There are at least six answers to this question:
- The "missing link" of the Toyota Production System. The A3 process is an integral component of hoshin kanri, or policy deployment. Hoshin kanri (or "hoshin" for short, is the "missing link" (as it were) of the Toyota Production System. As I have stated in previous blogs, hoshin is also known as the "balanced scorecard," a derivative of hoshin kanri that supercharged the strategic planning commuity in the 1990s, but failed to set practitioners upon the Toyota Way or "path to enlightenment," organizationally speaking. Somewhere buried in Jeffrey Liker's Becoming a Lean Enterpirse, John Shook says, "Hoshin kanri is just as important as just-in-time," or words to that effect. In other words, the Toyota Production System is not about "production," it's about management. Read on.
- A scientific process of discovery. The A3 process is based upon the scientific logic of plan do check act (PDCA). The layout of every A3 document reflects the PDCA structure of the Deming Cycle. A3 users, assuming they are properly trained, act as scientists as they design (plan), execute (do), and validate (check) experiments, and then publish their results (act) in the form of new, improved standard work (i.e., replicable step-by-step procedures and methodologies).
- A quasi-legal process of agreement. The A3 process is a negotiation--called "catchball"--leading to what lawyers call a "meeting of the minds," the basis of all valid contracts. In his epic book, The Toyota Way, Professor Jeffrey Liker teaches us (Principle #13) that Toyota makes decision slowly by consensus, and then executes quickly. This is "nimawashi" or "root binding," and the A3 is at the heart of it. Another word for "nimawashi" might be "alignment."
- A process of management. The A3 process is a process by which managers delegate responsibility to their subordinates and monitor their performance. When John Shook showed up for his first day of work at Toyota, he found an A3 that was for the most part blank. All it contained was an "issue statement" (which in my book Hoshin kanri for the lean enterprise I call a "problem statement"). John's job was (as he interpretted it, and he is a very smart fellow) was to solve the problem. Actually, that's only half of it. See point 5 below.

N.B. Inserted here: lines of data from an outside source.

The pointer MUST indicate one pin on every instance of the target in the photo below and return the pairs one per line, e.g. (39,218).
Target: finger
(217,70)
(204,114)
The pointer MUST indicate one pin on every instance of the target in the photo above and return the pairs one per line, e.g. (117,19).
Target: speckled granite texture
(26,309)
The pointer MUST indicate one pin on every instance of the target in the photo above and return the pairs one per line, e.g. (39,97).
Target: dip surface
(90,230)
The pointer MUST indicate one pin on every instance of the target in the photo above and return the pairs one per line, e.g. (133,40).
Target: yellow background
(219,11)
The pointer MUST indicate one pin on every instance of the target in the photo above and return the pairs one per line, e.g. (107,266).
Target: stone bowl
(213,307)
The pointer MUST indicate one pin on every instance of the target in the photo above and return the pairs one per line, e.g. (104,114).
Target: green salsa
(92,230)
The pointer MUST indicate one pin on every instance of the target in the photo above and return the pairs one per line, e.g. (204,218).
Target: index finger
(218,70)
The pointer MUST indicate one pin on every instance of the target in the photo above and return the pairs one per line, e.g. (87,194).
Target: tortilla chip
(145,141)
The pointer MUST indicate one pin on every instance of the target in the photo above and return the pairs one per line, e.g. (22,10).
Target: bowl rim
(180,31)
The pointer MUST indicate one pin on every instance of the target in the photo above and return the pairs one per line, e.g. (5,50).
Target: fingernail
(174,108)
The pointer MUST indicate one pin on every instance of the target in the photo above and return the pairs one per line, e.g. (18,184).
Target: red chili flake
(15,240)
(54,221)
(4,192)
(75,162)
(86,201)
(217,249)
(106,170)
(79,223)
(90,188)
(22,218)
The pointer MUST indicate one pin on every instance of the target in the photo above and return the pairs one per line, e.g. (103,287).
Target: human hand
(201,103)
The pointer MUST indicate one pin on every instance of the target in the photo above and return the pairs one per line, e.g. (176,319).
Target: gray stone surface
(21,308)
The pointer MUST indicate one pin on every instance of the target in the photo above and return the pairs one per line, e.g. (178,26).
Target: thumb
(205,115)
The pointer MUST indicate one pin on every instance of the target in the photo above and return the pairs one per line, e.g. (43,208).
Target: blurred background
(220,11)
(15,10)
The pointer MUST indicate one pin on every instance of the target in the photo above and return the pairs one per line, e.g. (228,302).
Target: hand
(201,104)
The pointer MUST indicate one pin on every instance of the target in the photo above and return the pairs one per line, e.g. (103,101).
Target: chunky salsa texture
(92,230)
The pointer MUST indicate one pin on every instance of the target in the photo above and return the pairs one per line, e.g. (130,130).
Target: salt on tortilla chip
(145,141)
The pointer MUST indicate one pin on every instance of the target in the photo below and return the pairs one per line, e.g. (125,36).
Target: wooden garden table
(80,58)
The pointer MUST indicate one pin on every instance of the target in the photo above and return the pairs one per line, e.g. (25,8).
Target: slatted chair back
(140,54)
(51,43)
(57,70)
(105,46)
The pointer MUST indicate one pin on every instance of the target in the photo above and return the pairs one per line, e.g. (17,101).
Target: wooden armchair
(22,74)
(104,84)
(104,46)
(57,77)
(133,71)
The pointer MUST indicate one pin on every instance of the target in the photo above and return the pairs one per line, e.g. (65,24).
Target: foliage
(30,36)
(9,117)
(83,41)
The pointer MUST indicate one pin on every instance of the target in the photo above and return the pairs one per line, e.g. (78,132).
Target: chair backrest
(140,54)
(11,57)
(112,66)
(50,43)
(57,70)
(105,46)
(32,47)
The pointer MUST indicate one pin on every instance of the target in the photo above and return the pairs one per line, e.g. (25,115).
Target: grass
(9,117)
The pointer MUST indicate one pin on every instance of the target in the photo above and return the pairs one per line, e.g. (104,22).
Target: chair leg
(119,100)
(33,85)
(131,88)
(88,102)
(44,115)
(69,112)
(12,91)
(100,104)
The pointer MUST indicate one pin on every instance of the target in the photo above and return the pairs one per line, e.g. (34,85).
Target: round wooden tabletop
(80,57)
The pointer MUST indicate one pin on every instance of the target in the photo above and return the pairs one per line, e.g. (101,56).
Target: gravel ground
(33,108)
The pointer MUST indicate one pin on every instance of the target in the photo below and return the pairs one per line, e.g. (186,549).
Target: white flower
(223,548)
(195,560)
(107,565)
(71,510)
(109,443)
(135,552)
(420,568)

- A process of leadership development. The A3 process is a process by which leaders develop the next generation of lean thinkers. As John Shook says in Managing to Learn, "It takes two to A3." By initiating the A3 process, a manager takes on the responsbility to coach his/her subordinates in the art of lean thinking, the art of planning and executing strategy, the art of the A3. Who knew that "management" really means "helping others to take responsibility for solving their own problems"? If you have doubts, please see Steven Spear, "Learning to Lead at Toyota," Harvard Business Review (May 2004). Although Spear doesn't mention the A3, if we can trust John Shook--and we can--the A3 was there.
- A programming language that enables massively parallel organizational computing. The A3 process is like a computer language that enables parallel computing by "factoring" or breaking down problems into smaller and smaller problems that can be solved by more and more managers working in parallel. This avoids decision-making "stackup" at the top of the organization, and greatly improves the adaptability of the organization as a whole. See Jeremy Hope and Robin Fraser, "Who Nieeds Budgets," Harvard Business Review (February 2003). Hope and Fraser beat me to the punch by labeling this development as "radical decentralization." It is a brillant formulation. For many years, of course, others have referred to it more simply as "empowerment."